Applied mathematician (1936–2015)

Michael James David Powell (29 July 1936 – 19 April 2015) was a British mathematician, who worked in the Department of Applied Mathematics and Theoretical Physics (DAMTP) at the University of Cambridge.

==Education and early life==
Born in London, Powell was educated at Frensham Heights School and Eastbourne College. He earned his Bachelor of Arts degree followed by a Doctor of Science (DSc) degree in 1979 at the University of Cambridge.

==Career and research==
Powell was known for his extensive work in numerical analysis, especially nonlinear optimisation and approximation. He was a founding member of the Institute of Mathematics and its Applications and a founding editor-in-chief of IMA Journal of Numerical Analysis. His mathematical contributions include quasi-Newton methods, particularly the Davidon–Fletcher–Powell formula and the Powell's Symmetric Broyden formula, augmented Lagrangian function (also called Powell–Rockafellar penalty function), sequential quadratic programming method (also called as Wilson–Han–Powell method), trust region algorithms (Powell's dog leg method), conjugate direction method (also called Powell's method), and radial basis function.
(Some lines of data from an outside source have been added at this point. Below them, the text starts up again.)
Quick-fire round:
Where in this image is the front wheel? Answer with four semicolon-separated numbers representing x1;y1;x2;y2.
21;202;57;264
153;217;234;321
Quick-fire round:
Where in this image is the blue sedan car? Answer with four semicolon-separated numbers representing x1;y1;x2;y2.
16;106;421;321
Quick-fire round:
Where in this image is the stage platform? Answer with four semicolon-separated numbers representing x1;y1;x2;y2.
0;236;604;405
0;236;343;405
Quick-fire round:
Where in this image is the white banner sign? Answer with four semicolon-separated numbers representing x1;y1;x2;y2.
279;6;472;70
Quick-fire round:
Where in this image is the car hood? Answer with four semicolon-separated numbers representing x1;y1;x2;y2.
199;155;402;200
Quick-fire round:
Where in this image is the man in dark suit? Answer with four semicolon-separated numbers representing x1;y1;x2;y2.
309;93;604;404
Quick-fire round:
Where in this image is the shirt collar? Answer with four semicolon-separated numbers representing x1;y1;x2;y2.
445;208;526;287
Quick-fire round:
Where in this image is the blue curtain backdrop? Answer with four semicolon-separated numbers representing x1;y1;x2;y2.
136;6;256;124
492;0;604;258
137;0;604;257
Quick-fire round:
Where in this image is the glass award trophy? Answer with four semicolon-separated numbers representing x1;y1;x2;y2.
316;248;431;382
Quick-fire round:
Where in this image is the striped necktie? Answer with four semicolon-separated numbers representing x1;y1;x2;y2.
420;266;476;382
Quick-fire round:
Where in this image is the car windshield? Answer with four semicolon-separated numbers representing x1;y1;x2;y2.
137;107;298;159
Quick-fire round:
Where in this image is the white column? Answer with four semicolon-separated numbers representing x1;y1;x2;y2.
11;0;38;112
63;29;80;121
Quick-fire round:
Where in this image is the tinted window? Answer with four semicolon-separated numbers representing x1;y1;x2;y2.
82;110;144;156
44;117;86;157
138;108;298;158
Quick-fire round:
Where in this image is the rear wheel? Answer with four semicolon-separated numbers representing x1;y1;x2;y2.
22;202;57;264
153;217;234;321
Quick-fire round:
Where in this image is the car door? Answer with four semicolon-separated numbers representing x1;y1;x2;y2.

He had been working on derivative-free optimization algorithms in recent years, the resultant algorithms including COBYLA, UOBYQA, NEWUOA, BOBYQA, and LINCOA. He was the author of numerous scientific papers and of several books, most notably Approximation Theory and Methods.

===Awards and honours===
Powell won several awards, including the George B. Dantzig Prize from the Mathematical Programming Society/Society for Industrial and Applied Mathematics (SIAM) and the Naylor Prize from the London Mathematical Society. Powell was elected a Foreign Associate of the National Academy of Sciences of the United States in 2001 and as a corresponding fellow to the Australian Academy of Science in 2007.